Despite vehement student opposition, UNC administrators approved Thursday a 15.6 percent tuition hike proposal for in-state students.
With the exception of Student Body President Mary Cooper, the UNC Board of Trustees voted unanimously to approve the proposal that would increase in-state students’ tuition by $2,800 during the next five years.
Cooper asked the board to postpone the decision until December. She said a delay would help students and administrators work together to create a more modest proposal. But her motion to delay the vote failed.
Administrators supported the significant tuition hike, saying it was the only way to improve the University’s faculty retention rates. During the last two years, more than 50 percent of UNC faculty members who have received offers from other institutions chose to leave.

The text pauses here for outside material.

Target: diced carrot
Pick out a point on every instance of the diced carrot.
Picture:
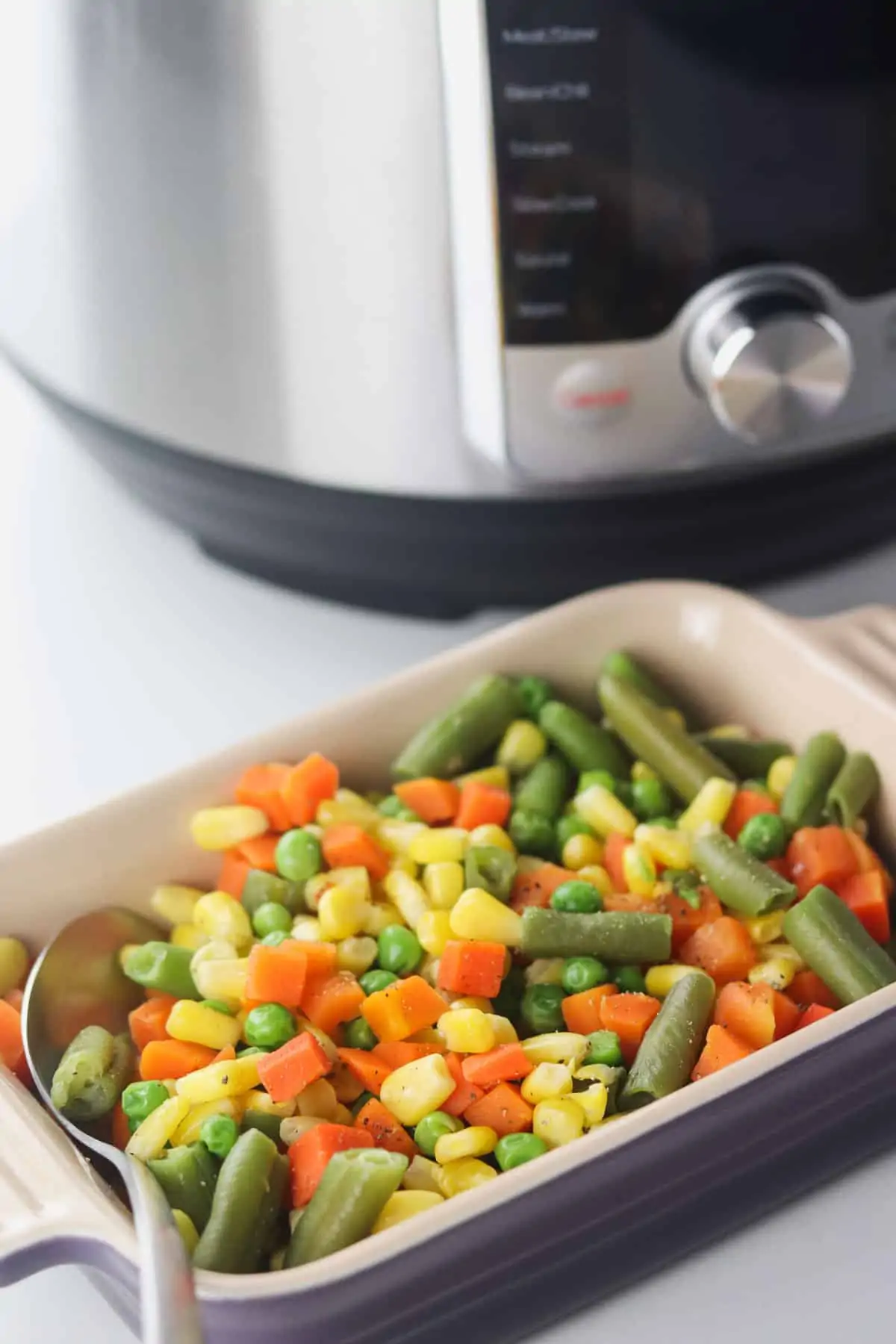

Students speaking at the board meeting said the tuition hike would diminish the University’s ability to attract talented and diverse students.
“If we raise tuition we are going to lose students,” said junior Cornell Jordan, who spoke on behalf of students at the meeting. “What is a faculty member without a diverse group of students?”
Bruce Carney, executive vice chancellor and provost, said tuition hikes will not be the only avenue administrators will explore in an attempt to offset budget cuts.
“We have a lot to do. We are not asking students to do all of this themselves,” he said. “We will certainly be asking the state for help.”
But while UNC administrators say they have no choice but to propose tuition increases to protect their faculty, N.C. Rep. Hugh Blackwell, R-Burke, said the substantial proposal might not be necessary.